Poland's banking market is highly competitive as historically low interest rates have squeezed lenders' margins, and smaller players are struggling to compete with big banks and deliver satisfactory returns for shareholders.
Eurobank is the 17th largest Polish bank with assets of 14 billion zloty ($3.9 billion), and is more than 20 times smaller than the country's biggest lender PKO BP. Last year, it made a net profit of 103 million zloty.
"Eurobank is in a sale process. SocGen is withdrawing (from retail banking activities) in Poland," one of the bankers said, while another banker confirmed that Eurobank is for sale. Neither wished to be identified as talks are private.

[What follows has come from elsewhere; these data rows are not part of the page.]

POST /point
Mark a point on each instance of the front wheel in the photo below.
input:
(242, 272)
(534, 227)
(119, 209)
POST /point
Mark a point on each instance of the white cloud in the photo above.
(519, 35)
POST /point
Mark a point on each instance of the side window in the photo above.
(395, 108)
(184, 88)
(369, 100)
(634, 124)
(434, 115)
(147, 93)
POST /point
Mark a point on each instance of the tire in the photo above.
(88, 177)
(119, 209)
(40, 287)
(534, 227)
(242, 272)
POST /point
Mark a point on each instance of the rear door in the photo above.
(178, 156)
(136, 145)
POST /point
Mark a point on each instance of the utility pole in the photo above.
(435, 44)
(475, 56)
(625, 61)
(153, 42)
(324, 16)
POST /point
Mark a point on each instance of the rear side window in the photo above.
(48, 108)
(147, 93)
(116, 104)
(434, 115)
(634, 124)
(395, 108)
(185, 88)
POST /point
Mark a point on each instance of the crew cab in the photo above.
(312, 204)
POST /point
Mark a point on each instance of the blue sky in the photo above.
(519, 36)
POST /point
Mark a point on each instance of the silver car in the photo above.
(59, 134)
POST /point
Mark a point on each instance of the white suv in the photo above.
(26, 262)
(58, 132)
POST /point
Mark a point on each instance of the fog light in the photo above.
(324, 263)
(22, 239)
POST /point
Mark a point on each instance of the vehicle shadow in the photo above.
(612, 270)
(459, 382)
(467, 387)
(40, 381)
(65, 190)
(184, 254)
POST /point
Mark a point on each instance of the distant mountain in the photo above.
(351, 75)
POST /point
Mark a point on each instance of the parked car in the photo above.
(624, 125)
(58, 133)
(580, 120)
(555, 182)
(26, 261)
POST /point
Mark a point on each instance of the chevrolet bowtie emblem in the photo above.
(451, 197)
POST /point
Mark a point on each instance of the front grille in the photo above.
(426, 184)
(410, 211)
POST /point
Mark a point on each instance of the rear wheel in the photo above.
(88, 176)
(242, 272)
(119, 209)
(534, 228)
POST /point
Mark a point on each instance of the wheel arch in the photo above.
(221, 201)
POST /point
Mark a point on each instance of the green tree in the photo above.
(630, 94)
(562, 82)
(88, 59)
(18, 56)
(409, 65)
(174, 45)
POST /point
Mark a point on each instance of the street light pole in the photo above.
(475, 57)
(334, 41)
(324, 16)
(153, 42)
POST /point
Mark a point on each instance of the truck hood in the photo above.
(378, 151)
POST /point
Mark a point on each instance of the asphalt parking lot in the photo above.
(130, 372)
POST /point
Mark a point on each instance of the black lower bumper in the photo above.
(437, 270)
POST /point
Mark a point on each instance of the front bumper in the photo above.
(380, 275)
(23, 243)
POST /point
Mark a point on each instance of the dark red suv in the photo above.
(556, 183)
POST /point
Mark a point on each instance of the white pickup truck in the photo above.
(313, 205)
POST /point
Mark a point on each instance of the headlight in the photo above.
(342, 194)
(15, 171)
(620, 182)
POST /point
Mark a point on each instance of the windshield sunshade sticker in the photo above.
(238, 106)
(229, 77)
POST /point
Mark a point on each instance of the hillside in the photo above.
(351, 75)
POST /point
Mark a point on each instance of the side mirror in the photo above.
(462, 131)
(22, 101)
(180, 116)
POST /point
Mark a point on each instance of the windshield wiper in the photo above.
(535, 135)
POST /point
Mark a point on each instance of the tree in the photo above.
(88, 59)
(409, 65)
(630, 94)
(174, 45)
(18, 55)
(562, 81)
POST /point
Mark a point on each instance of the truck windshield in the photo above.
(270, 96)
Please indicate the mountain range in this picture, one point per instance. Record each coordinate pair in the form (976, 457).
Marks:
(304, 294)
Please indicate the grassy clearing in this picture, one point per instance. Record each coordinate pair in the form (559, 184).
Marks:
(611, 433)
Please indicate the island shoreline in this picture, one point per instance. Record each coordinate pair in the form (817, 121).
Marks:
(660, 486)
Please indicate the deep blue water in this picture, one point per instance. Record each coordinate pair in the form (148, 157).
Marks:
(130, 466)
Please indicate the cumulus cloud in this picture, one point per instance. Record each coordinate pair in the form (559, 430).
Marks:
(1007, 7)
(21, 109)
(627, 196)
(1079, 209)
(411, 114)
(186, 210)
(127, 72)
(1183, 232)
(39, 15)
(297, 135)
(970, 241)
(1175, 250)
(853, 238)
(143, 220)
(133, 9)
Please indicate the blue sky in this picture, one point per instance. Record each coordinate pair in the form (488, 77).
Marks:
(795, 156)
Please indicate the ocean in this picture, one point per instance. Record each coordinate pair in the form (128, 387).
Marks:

"(SocGen's) strategy is to gain 1st to 3rd place in every market. Since it hasn't happened here, they are to withdraw," the first source said. "The question is who will buy Eurobank, as buyers such as BNP and Santander recently bought smaller banks."
The sale of Eurobank would underpin a broader trend of consolidation in Poland's banking sector, which has accelerated in recent years with the ruling eurosceptic Law and Justice (PiS) party encouraging domestic ownership.
Societe Generale has said that it would dispose or close sub-scale entities that bring low synergies. "Societe Generale doesn't comment on market rumours," a spokesman for France's third-largest bank said about a potential sale of Eurobank.
SocGen has strong market shares in the Czech Republic and Romania, where it has also based its back office.
The bank has a 1.1 percent market share in Poland when taking into account its stock of customer loans, according to a presentation to investors.